Africans must be at the forefront of DDR efforts in their continent, the participants agreed. The conference provided an occasion for “African ways and African voices” to be better incorporated, observed Mr. William Lacy Swing, special representative of the UN Secretary-General in the DRC. Mr. Swing, who co-chaired the event, stressed that the process of networking stimulated by the conference would help build the capacity of African DDR experts and partners, following the first such conference held in Freetown, Sierra Leone, in June 2005.

Despite wide differences in national experiences, virtually all participants agreed that the greatest challenges revolve around the final “R” — reintegration. By their nature, DDR programmes generally focus on ex-combatants’ disarmament and demobilization and provide them with some short-term assistance. Sustainable reintegration, however, requires much more, including support for community recovery initiatives. Reviving national economies was the focus of a special plenary session that highlighted ways in which national businesses, both large and small, can help create jobs for former combatants and other citizens.

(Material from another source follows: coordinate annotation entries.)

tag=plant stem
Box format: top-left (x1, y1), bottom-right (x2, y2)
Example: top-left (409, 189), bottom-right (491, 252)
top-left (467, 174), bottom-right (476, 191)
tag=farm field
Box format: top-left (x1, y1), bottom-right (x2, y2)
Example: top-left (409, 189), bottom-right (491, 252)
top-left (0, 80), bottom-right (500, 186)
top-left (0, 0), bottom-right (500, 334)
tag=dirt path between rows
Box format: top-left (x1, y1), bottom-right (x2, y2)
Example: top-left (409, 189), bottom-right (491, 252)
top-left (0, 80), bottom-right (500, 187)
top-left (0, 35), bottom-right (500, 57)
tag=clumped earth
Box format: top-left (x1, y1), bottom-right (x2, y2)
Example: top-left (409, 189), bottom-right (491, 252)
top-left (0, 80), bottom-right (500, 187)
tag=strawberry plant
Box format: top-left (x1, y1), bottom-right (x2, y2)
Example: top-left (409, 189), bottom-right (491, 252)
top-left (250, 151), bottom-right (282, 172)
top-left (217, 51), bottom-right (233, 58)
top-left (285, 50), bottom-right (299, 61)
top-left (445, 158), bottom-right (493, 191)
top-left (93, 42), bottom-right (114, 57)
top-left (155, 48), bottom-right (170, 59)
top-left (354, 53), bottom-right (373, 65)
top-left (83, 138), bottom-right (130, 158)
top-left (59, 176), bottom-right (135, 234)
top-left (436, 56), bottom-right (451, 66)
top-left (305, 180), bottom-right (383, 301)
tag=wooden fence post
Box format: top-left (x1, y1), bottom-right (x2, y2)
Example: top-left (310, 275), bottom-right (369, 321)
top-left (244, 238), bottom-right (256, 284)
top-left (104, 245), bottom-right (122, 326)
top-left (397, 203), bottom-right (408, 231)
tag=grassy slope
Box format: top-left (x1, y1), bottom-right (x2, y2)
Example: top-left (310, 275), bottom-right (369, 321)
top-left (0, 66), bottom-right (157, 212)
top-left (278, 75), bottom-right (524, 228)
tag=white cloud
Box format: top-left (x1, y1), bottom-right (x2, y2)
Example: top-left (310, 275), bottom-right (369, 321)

In addition, the conference participants concentrated their discussion on several “critical issues” confronting DDR programmes in Africa. Four thematic topics were highlighted: children and women associated with fighting forces; combatants operating on foreign soil; DDR and security sector reform; and transitional justice.

The participants emphasized a number of broad recommendations, including:

  • The national ownership of DDR programmes should be enhanced by supporting the efforts of all national stakeholders, including governments, civil societies, warring factions and others.
  • Africa’s international partners should assist community rehabilitation, poverty reduction and other development priorities so that society as a whole benefits and ex-combatants are successfully reintegrated.
  • Regional perspectives should be included in the design and implementation of DDR programmes, with particular attention to disarming and repatriating combatants from other countries and combating illicit flows of small arms.
  • The special needs of children, women, the disabled and other groups associated with warring factions should be adequately included in the planning and implementation stages of any DDR effort.
  • DDR programmes should take greater account of community interests and concerns, to help create a more welcoming environment for returning fighters.